En quelques minutes, le cadre est donné. Il n’est pas d’une originalité folle, mais ce qui fait véritablement exister le film, ce sont ses acteurs qui débordent de vitalité, avec l’un comme l’autre des personnalités bien trempées. Et les personnages secondaires ne sont pas en reste. Ça nous donne un cocktail explosif où chacun pense pouvoir bricoler sa propre loi.

Car de fait, Shéhérazade est une réflexion sur la loi, un peu celle du code civil, des flics et des juges, mais surtout celle qui fait qu’on se tient droit. Face à soi-même et face aux autres.  Chaque groupe a ses codes et ses territoires.
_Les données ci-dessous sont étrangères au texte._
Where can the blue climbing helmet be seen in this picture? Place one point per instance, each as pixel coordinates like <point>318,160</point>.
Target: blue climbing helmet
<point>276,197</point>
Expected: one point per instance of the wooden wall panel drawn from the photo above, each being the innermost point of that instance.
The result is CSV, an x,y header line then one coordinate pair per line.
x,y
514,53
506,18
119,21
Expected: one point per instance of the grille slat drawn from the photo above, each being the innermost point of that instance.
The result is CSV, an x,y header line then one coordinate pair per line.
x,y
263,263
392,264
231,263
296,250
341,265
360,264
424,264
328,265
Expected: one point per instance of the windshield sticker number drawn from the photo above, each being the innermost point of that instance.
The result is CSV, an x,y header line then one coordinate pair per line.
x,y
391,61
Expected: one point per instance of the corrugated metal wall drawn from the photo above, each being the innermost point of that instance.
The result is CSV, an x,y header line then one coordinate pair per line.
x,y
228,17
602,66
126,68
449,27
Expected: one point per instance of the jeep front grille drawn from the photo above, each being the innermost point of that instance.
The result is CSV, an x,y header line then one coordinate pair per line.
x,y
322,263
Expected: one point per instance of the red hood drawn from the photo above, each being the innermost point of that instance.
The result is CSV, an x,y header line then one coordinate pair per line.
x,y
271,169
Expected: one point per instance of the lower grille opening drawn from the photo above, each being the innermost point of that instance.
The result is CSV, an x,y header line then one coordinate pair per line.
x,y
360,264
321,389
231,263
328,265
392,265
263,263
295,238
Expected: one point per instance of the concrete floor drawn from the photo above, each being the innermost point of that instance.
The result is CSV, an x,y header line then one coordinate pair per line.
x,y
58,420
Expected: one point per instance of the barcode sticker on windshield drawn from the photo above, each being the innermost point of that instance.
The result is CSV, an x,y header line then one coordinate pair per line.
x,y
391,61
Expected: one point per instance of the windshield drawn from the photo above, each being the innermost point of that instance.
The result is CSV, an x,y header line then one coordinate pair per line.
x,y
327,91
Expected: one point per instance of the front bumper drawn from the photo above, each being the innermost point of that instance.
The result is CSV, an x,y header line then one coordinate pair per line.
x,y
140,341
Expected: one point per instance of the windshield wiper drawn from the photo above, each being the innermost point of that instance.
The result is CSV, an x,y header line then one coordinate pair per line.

Alors bien sûr, en termes de cinéma, cela signifie des passages obligés entre règlements de compte et surenchère de la violence.

Mais Jean-Bernard Marlin réussit à ne pas faire dans le cliché, malgré toutes ces situations archi-connues en laissant beaucoup d’espace à ses acteurs, tout en maintenant un rythme digne du meilleur film de gangsters. On sent la tendresse du réalisateur pour tous ses personnages. Il ne les lâche pas d’une semelle. Il respecte leur façon de parler, (un peu comme Ken Loach avec ses accents de Glasgow ou de Liverpool). Et il sait filmer les lieux qui eux aussi racontent l’histoire (cf par exemple, la piaule minable de Shéhérazade ou le petit appartement étouffant de la mère).

Mais l’essentiel n’est pas là. L’essentiel se trouve dans le cœur de Zacchary et dans celui de Shéhérazade, tous deux si cabossés par la vie. Les scènes entre lui et sa mère sont à ce titre très révélatrices. L’enfant qui se raccroche au seul lien affectif qu’il ait connu, aussi lacunaire soit-il. La mère, seule, qui a abandonné depuis longtemps…

Quant à Shéhérazade, elle dira à un moment donné que si elle s’est retrouvée dans la rue,  c’est parce qu’elle ne supportait plus sa mère.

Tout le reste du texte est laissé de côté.